After the main program, Marshall grabbed a handheld microphone, stepped into the crowd, and asked her audience about their own food experience. She improvised the question-and-answer session to utilize an older crowd that had established food memories.
There were examples where improvisation was prevalent. Connie Isaac, who runs the learning in retirement program, said her mother would take left over pastries and bake them together to form Snetka.
“A lot of times that was better than the pastries,” Isaac said.
Another woman said her mother would use syrup instead of sugar in sugar cookies because of a sugar shortage during World War II.
Diverse memories started to pour out from the crowd. One woman talked about her mother making kolaches using the fruit from trees in her front yard.
A man said his mother would make custard pie on Saturday and his family would eat the pie for breakfast on Sunday morning.
“I would want to eat breakfast with your family,” Marshall said.
Ray Frantz talked about his mother making Russian pancakes, a version of crepes. She would make them one at a time in a single skillet.
“It took a while to feed a family of seven,” Franz said.
Bill Marshall recalled watching his grandmother kneed and work Dutch bread in her kitchen. He added that no one in his family has been able to recreate the flavor of the cinnamon raisin bread achieved by his mother and grandmother.
Marshall interspersed her own family food stories in with the group. She talked about her grandmother’s watermelon pickle recipe.

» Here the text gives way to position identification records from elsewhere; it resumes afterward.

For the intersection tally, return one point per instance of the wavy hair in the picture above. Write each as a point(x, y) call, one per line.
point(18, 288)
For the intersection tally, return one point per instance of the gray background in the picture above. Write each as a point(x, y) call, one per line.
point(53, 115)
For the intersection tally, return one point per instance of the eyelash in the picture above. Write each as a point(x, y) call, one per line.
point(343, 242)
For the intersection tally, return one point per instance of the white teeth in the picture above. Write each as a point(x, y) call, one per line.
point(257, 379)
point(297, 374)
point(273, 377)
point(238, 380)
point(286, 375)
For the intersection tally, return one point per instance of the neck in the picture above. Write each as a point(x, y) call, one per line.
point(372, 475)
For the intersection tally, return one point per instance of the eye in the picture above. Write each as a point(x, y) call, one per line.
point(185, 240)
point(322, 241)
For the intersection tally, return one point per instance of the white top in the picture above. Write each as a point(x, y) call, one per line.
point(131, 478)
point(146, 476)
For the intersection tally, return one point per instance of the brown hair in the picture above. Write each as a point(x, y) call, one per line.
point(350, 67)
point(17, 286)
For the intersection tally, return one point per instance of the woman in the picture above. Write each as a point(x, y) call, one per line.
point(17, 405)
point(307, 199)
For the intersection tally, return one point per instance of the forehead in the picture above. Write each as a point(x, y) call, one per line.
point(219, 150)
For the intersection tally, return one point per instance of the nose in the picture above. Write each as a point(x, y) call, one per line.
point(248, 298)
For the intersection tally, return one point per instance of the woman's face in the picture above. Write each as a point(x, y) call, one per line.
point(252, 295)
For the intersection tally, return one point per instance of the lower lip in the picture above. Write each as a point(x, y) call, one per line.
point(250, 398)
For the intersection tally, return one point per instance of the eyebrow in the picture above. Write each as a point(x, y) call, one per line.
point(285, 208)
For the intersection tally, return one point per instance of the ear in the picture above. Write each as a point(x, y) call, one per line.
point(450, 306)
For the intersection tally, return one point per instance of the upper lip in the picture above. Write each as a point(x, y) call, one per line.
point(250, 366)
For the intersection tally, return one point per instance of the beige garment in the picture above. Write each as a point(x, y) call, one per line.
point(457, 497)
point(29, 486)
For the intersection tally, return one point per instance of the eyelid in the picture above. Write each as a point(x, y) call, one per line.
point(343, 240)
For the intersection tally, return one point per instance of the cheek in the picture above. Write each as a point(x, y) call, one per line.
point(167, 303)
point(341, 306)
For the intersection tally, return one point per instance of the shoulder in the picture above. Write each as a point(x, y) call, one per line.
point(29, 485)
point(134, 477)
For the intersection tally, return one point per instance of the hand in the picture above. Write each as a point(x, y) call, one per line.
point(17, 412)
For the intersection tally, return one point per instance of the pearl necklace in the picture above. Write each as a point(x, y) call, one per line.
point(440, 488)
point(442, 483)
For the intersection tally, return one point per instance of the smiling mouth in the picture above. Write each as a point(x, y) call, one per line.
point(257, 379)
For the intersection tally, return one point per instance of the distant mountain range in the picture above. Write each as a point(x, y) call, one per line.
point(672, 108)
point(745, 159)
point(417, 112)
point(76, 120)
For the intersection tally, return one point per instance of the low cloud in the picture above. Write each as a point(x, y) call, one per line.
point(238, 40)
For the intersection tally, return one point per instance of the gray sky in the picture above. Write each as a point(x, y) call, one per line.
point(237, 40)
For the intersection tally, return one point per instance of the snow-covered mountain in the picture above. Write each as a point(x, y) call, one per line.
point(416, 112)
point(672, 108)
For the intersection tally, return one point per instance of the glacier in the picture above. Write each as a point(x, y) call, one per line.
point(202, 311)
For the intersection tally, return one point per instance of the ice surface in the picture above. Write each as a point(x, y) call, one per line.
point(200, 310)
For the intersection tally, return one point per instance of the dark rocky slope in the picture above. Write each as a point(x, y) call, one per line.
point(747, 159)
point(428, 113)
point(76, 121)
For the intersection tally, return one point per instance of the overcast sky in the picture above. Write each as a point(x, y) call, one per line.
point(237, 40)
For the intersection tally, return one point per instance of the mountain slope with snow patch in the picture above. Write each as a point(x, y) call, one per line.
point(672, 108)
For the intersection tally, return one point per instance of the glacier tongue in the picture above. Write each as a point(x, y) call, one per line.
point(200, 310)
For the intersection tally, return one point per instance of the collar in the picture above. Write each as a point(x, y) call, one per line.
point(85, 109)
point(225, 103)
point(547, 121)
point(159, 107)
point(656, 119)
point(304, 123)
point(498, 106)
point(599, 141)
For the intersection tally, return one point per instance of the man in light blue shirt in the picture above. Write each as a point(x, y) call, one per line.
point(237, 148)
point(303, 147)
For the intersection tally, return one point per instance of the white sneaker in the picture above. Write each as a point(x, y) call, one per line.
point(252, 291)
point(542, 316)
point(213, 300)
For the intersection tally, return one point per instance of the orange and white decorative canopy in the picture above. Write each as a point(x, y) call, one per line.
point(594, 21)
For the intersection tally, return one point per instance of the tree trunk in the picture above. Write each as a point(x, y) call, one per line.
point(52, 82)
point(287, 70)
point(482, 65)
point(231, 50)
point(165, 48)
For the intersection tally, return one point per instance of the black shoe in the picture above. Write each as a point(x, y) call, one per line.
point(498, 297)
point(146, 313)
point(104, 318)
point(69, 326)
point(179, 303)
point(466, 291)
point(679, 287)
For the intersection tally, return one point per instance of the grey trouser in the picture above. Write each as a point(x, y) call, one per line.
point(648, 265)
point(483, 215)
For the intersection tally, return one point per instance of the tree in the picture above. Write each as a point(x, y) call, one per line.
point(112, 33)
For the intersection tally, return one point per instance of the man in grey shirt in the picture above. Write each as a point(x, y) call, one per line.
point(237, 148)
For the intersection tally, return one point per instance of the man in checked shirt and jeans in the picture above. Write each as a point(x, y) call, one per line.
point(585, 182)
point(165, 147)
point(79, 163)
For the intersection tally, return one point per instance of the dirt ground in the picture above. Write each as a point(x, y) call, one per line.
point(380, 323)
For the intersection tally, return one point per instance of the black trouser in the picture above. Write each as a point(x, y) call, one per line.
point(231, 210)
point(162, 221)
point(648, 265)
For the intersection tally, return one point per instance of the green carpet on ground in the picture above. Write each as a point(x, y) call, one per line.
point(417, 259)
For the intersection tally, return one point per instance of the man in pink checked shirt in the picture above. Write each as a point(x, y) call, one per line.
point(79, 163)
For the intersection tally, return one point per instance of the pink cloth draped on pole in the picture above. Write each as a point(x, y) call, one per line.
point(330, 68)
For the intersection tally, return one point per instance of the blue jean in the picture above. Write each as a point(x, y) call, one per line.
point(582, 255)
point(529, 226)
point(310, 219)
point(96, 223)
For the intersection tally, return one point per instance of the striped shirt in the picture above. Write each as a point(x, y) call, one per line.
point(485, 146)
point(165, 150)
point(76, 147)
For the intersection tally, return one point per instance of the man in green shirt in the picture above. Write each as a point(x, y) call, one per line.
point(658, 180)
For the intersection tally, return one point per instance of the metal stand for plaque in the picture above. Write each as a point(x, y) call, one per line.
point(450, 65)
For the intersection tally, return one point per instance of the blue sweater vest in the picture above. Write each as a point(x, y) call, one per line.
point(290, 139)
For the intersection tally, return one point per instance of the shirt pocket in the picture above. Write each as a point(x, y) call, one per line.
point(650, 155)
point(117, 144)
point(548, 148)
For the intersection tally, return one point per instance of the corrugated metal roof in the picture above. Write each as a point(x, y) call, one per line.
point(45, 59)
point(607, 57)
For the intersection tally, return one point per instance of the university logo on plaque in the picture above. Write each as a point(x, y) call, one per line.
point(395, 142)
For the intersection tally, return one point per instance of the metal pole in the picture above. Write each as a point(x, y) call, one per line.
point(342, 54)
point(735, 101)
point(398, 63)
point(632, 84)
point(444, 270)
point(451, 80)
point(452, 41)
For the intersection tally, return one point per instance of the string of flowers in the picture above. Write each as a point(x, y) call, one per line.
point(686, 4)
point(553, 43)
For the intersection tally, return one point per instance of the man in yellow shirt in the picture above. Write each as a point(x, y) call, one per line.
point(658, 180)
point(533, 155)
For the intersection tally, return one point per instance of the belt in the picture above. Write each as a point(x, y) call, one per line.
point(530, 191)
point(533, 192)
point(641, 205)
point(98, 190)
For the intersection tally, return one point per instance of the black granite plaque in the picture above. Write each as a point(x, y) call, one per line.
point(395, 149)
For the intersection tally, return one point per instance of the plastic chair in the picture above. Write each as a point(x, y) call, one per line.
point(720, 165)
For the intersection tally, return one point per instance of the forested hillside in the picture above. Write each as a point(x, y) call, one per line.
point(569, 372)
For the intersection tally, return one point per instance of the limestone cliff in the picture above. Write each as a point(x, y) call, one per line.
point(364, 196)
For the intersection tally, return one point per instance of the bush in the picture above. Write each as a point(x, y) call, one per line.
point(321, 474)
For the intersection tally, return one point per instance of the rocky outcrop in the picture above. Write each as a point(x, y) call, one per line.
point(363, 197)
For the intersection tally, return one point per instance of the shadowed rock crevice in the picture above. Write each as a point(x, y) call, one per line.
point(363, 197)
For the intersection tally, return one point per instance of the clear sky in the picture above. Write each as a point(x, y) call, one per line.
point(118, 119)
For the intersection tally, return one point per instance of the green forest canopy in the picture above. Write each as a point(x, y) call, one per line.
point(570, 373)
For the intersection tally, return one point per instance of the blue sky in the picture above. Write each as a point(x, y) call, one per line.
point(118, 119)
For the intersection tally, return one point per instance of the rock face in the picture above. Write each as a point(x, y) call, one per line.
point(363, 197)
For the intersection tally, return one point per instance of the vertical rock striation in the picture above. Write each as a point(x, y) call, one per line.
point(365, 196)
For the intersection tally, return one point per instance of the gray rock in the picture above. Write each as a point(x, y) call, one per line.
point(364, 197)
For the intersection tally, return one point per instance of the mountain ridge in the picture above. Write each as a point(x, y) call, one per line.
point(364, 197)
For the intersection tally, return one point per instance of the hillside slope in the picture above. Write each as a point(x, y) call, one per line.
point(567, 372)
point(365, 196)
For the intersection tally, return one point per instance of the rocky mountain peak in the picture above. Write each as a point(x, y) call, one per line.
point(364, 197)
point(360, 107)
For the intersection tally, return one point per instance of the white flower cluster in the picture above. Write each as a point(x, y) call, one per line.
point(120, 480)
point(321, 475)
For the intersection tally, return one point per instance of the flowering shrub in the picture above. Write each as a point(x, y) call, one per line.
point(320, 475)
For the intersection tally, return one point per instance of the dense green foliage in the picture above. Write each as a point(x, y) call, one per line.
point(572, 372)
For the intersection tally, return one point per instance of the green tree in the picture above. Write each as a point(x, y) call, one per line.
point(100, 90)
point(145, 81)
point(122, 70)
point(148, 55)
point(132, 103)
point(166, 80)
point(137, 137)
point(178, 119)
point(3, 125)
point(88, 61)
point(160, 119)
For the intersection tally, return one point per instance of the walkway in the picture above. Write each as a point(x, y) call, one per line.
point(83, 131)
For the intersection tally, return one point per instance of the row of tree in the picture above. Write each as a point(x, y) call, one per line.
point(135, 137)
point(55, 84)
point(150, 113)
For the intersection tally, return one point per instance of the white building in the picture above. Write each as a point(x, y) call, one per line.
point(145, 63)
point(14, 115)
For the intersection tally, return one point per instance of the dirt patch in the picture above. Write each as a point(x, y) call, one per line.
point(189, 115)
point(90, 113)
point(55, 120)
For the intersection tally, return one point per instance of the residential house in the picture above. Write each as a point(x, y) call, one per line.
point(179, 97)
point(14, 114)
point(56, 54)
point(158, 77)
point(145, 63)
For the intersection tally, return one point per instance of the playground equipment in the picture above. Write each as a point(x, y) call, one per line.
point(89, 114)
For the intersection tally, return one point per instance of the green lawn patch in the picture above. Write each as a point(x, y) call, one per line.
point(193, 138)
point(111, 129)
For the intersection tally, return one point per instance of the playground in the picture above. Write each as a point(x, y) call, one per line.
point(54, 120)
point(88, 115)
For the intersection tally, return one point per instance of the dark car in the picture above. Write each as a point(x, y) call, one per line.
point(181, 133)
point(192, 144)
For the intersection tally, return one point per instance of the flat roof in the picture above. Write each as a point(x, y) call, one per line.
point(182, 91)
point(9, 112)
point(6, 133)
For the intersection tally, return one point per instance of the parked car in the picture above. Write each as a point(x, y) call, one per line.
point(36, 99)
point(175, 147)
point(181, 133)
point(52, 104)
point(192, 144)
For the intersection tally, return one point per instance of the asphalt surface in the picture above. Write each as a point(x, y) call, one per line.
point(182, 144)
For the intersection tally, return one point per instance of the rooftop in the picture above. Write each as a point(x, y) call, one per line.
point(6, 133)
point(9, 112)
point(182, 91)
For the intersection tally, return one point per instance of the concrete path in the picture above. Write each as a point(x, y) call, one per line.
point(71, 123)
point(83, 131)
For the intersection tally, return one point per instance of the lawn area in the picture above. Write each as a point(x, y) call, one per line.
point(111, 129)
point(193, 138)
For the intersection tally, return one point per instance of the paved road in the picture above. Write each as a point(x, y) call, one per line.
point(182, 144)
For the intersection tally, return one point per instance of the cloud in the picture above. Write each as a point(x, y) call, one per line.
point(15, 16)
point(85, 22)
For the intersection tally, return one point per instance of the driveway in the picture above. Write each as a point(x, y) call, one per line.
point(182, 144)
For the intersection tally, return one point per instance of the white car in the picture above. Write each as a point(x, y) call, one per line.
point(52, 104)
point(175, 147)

“The recipe wasn’t special because of the food; it could have been anyone’s watermelon pickle recipe,” Marshall said. “It was special because it was my grandmother’s watermelon pickle recipe.”
Marshall wanted to stress two messages in the presentation. First, she wanted to instill that food stories and recipes deserve to be catalogued.
She was preaching to the choir. Marshall grew up on a farm outside of Elmdale and she is familiar with Marion County food culture based on eastern European cuisine. With the Heritage recipe project Marshall has started at Kansas State University, where she is a professor, she has already received several variations on beirocks and varenyky.
The second message was that remembering food and recipes was another way of remembering the special people who created them.
“It sustains the memory of the people who made them,” Marshall said.